After nearly a year-long battle, thousands of dollars and a record voter turnout, incumbent Broward Sheriff Al Lamberti narrowly defeated Scott Israel.
When the ballots were first being counted, Israel, the Democratic candidate, led with a small margin of less than one percent. Lamberti, a Republican, later closed the gap.
As of press time, Lamberti led with 50.54 percent of the 679,526 ballots cast while Israel followed closely with 49.46 percent.
At a victory party at McDivots Restaurant in Margate, Lamberti said that during his campaign, he convinced Democrats to cross party lines and vote to keep him in his position, arguing convincingly that crime does not discriminate.
“I tried to tell people it’s not about politics,’’ he told the South Florida Times. It’s about professionalism and who’s more capable of taking care of their families. There’s nothing partisan about public safety and I think people have understood that and it resonated with them.”
Lamberti raised more money than Israel, but his party affiliation was a hurdle in a county with far more registered Democrats than Republicans.
The incumbent sheriff gained tremendous support from bi-partisan supporters and raised about $786,000 while his rival managed to raise $473,000, including a $60,000 loan.
The 541,618 registered Democrats in Broward County were Israel’s last hope.
Israel switched from the Republican to the Democratic Party last year and held the advantage over
Lamberti as Democrats to support Democratic presidential candidate Barack Obama.
Lamberti attributed his victory to his 31-year experience with BSO.
“I have the utmost respect for him and what he’s achieved in his career, but I don’t think it compares to my credentials,” said Lamberti.
Lamberti began his career as a BSO detention deputy in 1977. He quickly rose through the ranks and later served as chief of Deerfield Beach and interim chief in Hollywood and North Lauderdale.
Gov. Charlie Crist appointed Lamberti as interim sheriff in 2007 after then-sheriff Ken Jenne resigned after being convicted of mail fraud and tax evasion charges.
After Jenne's plunge, Lamberti took on the many challenges the agency faced such as scandals, budget cuts, ineffective community policing and several lawsuits. But, trying to fix those problems may have been cause for Lamberti to win the votes of many residents.

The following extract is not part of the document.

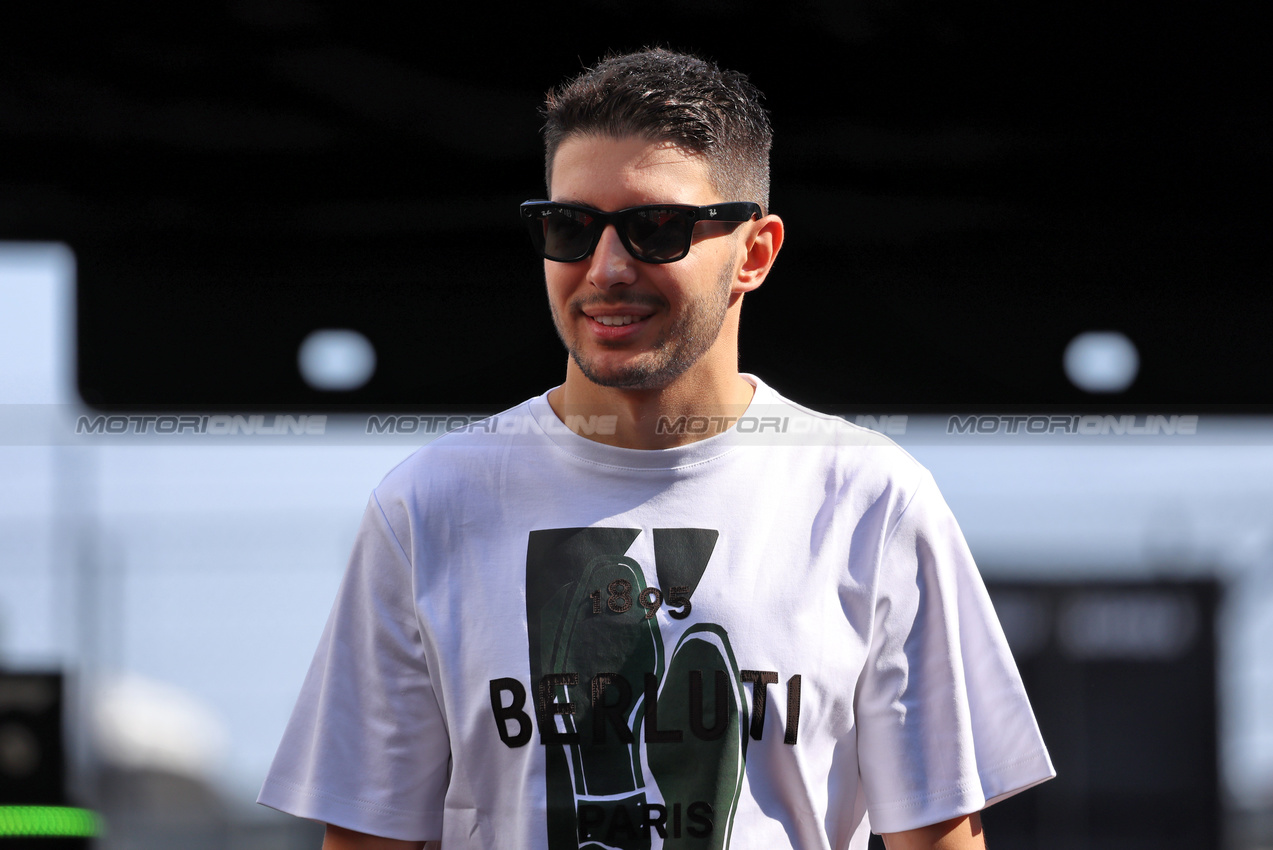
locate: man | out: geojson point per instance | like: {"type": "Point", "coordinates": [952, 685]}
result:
{"type": "Point", "coordinates": [660, 603]}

As sheriff, Lamberti oversees a budget of more than $700 million and a staff of more than 6,000 employees. The Broward Sheriff’s Office is a multi-faceted office with duties in fire and rescue, seaport and airport security, corrections—including detention and community patrol, as well as other areas such as family services.

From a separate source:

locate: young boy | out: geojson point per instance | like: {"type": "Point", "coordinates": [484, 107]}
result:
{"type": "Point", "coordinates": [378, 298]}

During his campaign, Israel focused on the premise that he was more experienced and would manage the agency better than Lamberti.
After a 25-year tenure with the Fort Lauderdale Police Department, Israel recently resigned from the North Bay Village Police Department, where he served as police chief for the past five years.
During the final weeks of the heated contest, the two candidates bashed each other as their campaigns focused on a handful of issues that determined the outcome of the election.
Lamberti attacked Israel’s character with a TV ad pointing out 10 Internal Affairs investigations of
Israel by the Fort Lauderdale Police Department. The investigations stemmed from allegations of his excessive or unnecessary use of force and false arrest. Israel was cleared of any wrongdoing, but five of the Internal Affairs files are missing.
Israel fought back by hammering Lamberti’s transition team of eight white males. In a TV ad, Israel linked Lamberti to George Bush and highlighted the support Lamberti received from Roger Stone, a political activist who tried to stop the Miami-Dade 2000 presidential recount.
While lines at the polls were long on Tuesday as they were during early voting, and minor glitches were reported with some of the ballots and optical scanning machines, a record number of voters cast their ballots even though they had to wait for hours.
Lamberti ended his campaign on a positive note, saying that he hopes he has changed the way people view the office and that his future plans for the agency includes efforts to curb hate crimes.
“I’ve said from day one that the Broward Sheriff’s Office is not about one individual. It’s about 6300 men and women who come to work every day and they are very good at doing their jobs, and we’ll continue to do that,” Lamberti said.